California’s privately-owned electric utilities and their regulators have a long and difficult job ahead as they try to figure out what was good and what was bad about last week’s massive wildfire prevention power cuts. Their eventual conclusions will have a significant impact on how utility pole routes are managed in California, including possible new, and more costly, design standards, and budgets for maintenance and wildfire prevention. Those costs will ultimately be shared with telecommunications companies that also use those poles.
The only major private electric utility that appears to be squarely in the good column is San Diego Gas and Electric. They shut off power to 395 customers, had them restored by Friday afternoon and did not start any fires. An excellent article in the Los Angeles Times by James Rainey and Joseph Serna details the operational, grid design and maintenance decisions SDG&E has made, and successfully implement, over the past decade.
The contrast with Pacific Gas and Electric is stark…
San Francisco-based PG&E is struggling to catch up with San Diego Gas & Electric Co., which has become California’s recognized leader in forecasting fire danger, tailoring narrow outages for the most endangered neighborhoods and communicating the emergencies with the public, a top state regulator said.
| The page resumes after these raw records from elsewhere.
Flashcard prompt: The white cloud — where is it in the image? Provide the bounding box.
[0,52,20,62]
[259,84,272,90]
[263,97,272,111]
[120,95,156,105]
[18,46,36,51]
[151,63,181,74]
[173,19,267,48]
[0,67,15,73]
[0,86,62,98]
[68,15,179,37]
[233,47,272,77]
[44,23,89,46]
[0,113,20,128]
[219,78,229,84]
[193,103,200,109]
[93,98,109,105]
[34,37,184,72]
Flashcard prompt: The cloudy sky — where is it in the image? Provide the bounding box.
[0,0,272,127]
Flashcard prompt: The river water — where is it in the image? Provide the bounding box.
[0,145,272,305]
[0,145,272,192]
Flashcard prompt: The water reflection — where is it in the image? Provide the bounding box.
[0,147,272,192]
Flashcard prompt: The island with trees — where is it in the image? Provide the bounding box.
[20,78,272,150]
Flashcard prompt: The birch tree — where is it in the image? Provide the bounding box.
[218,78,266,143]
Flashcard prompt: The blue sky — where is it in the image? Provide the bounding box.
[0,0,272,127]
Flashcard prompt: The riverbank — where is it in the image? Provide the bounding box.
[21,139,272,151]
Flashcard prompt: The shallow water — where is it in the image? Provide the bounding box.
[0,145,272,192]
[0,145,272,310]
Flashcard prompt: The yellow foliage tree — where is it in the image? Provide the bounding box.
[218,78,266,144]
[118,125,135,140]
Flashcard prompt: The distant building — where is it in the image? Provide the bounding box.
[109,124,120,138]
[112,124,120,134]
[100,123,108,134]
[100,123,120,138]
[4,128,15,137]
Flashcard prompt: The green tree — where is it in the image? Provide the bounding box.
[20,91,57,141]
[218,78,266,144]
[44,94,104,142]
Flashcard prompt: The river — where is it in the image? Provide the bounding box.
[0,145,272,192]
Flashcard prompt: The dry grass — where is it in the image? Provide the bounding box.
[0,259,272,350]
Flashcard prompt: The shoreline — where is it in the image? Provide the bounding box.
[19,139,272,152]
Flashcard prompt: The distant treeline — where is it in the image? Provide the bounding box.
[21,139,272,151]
“Those have been three pillars of success for SDG&E, and they are currently sources of failure for PG&E,” said Elizaveta Malashenko, deputy executive director for safety policy at the California Public Utilities Commission.
PG&E took a much blunter approach, cutting power to 738,000 customers in 34 counties across northern and central California. A customer is reckoned as a home or business – at least two million people were affected. Two dozen or more transmission lines – major, high voltage lines that feed regional and local distribution grids – were shut down. Full service wasn’t restored until late Saturday.
Whether or not it was necessary to cut off so many customers is a question that will be debated for months, if not years. What’s not in doubt is that PG&E completely fumbled public communications and poisoned relationships with the public, as well as state regulators and elected officials. Both CPUC president Marybel Batjer and California governor Gavin Newsom excoriated PG&E’s management and performance, even while conceding the necessity of “public safety power shutoff events”. The PG&E website was largely useless, and in some cases completely unavailable, and much of the information that did get out was inaccurate.
On the other hand, PG&E has not been implicated in any of the (relatively) small wildfires that broke out during the days of high winds and low humidity. To that extent, PG&E’s wildfire prevention efforts were successful.
Southern California Edison might not be as lucky. Although SCE won qualified praise for planning and executing its wildfire prevention program last week, its equipment might have been the cause of a major fire that began on the northern edge of the City of Los Angeles, and had spread through nearly 8,000 acres as of last night. Eyewitnesses said the Saddleridge fire began at the base of an SCE transmission tower, on a line that was still electrified. The LA fire department is treating those reports as credible, but its arson investigators have not reached any conclusions about the cause.
SCE shut off power to 24,000 customers, and restored power to all but four last night.